I am not a pollster or a statistician, but I have been thinking about some factors that may cause problems with the polling of this year’s presidential election. I welcome input from anyone with expertise in this area.
1. Cell-phone only voters.
I gather from this piece in the New York Times caucus blog that several prominent pollsters now routinely include cellphone samples in their surveys in light of the growing number of Americans who use only or mostly cell-phones.
I also know that a Pew Research Center survey taken in July suggested that Americans who use cell-phones are not that different politically from the population at large.
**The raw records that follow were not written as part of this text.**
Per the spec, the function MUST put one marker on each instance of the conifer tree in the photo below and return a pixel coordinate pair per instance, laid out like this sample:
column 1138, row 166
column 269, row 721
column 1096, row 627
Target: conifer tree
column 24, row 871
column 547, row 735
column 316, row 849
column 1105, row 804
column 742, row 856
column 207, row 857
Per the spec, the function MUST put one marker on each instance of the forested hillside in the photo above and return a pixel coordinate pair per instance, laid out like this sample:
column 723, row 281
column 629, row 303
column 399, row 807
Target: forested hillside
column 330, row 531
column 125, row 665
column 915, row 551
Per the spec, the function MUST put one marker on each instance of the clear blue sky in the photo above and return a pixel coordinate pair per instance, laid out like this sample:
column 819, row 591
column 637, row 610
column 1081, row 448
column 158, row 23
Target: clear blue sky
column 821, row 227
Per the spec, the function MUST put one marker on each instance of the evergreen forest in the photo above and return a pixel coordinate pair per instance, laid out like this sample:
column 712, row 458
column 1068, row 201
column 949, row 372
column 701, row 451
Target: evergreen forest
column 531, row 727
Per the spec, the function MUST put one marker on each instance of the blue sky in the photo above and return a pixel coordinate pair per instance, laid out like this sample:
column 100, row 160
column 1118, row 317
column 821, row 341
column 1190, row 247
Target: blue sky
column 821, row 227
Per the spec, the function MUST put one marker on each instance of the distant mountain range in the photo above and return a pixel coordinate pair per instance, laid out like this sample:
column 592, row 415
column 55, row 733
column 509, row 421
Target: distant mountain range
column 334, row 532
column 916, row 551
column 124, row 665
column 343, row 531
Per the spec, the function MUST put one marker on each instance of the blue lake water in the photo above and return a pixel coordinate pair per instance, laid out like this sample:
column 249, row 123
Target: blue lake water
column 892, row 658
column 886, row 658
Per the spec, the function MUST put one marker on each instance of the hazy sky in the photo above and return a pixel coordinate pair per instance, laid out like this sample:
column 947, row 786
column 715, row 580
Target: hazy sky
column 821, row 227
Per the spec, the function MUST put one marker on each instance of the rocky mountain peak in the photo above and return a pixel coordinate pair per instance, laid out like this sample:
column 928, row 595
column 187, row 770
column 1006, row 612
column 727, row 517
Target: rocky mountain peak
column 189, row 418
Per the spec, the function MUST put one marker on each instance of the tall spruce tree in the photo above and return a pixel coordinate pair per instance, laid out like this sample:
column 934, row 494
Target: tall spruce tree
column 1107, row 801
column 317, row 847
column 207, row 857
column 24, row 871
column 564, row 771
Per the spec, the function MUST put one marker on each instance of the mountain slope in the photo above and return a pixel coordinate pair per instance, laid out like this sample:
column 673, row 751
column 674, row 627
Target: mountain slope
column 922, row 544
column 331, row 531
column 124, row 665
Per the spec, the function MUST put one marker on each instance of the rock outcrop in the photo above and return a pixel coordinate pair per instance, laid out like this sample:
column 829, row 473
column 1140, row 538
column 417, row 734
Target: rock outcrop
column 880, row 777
To be more precise, people who use cell-phones most of the time are very much like the electorate at large, while people who exclusively use cell-phones are a bit different, but are also less likely to vote:
The cell-only and cell-mostly respondents in the Pew poll are different demographically from others. Compared with all respondents reached on a landline, both groups are significantly younger, more likely to be male, and less likely to be white. But the cell-only and cell-mostly also are different from one another on many characteristics. Compared with the cell-only, the cell-mostly group is more affluent, better educated, and more likely to be married, to have children, and to own a home.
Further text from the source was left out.